First one i made was jap powder........i cut in half, de-seeded, and de-ribbed.......for my first powder, thought i would see how hot this one is, and if its too mild, will leave ribs in next time. do NOT leave seeds in. when you powder up the skins, the seeds will make your powder bitter

Japs on the dehydrator








you do the same with any FRESH peppers

here's some powders i made







i used a coffee grinder to grind these up. if you try this, buy a new grinder. you DON"T want to grind coffee in this after wards......

lower right is the jap powder
lower left is crushed red pepper flakes.........you dry WHOLE peppers, your choice. I do em after they turn red on the vine, then dehydrate till they snap, put in a plastic ziplock baggie, and use a rolling pin to crush. the rolling pin won't crush em all, so just use your fingers on the OUTSIDE of the baggie to crush up any shells and didn't break up to the point where YOU like it

uppper left is the cayenne powder i make

uppper right is the dehydrated red peppers i will use for crushed red peppers. I used a combo of sweet nanner (to keep the heat down somewhat) hot wax, italian roasters, garden salsa, anahiems, and cayennes. You adjust the heat of this mixture by the ratio of hot peppers to mild peppers.......

now if you dehydrate the peppers for storage, then make powder as you go, you take the peppers, and roast em abit. Here is a link to better explain how to roast em, so you can then grind them.........

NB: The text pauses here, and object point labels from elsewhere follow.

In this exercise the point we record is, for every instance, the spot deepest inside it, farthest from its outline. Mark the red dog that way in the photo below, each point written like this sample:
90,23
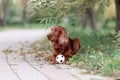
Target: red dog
62,44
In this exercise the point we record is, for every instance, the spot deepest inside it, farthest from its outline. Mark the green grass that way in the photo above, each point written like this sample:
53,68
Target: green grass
99,52
26,26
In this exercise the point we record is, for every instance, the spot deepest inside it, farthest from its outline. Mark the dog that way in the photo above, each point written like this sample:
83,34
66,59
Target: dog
62,44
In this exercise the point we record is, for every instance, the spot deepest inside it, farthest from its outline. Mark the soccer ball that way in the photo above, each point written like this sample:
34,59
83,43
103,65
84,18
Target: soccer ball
60,58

http://www.smokingmeatforums.com/for...ad.php?t=13342

and another 

http://absolutely.scrump-tio.us/make...-chili-powder/

http://www.texascooking.com/features...hilepowder.htm

and prob. the best

http://www.meatwave.com/blog.php?ID=40

hope this helps


----------



## smokeguy (Sep 29, 2008)

Thanks for the tips and links.  I'll certainly be doing this!


----------



## grothe (Sep 29, 2008)

Thanks for the post and the links Dude. I'll be dryin more peppers this week!!


----------



## richoso1 (Sep 29, 2008)

Great post Dude, thanks.


----------



## nomorecoop (Sep 29, 2008)

I use a cheap coffee grinder to grind my peppers into powder.  Works great & is very easy.

Be sure to either clean the grinder very well afterwards or use a different one for coffee.  With a good cleaning, it's no big deal.


----------



## sumosmoke (Sep 29, 2008)

Nice post, Dude. Now that I've started growing japs and other peppers, I may give this process a whirl.


----------



## smokebuzz (Sep 29, 2008)

i dehydate peppers,onion,garlic at tymes, i think it makes for a better rub. havent done it for awhile, but may start again soon. i always put the dehydrater in the garage when i do peppers, the dots are sensitive to it when it's in the house.


----------



## white cloud (Sep 29, 2008)

I am afraid of dehydrating now after the garage incident. beside I need a new machine. Looks good Steve


----------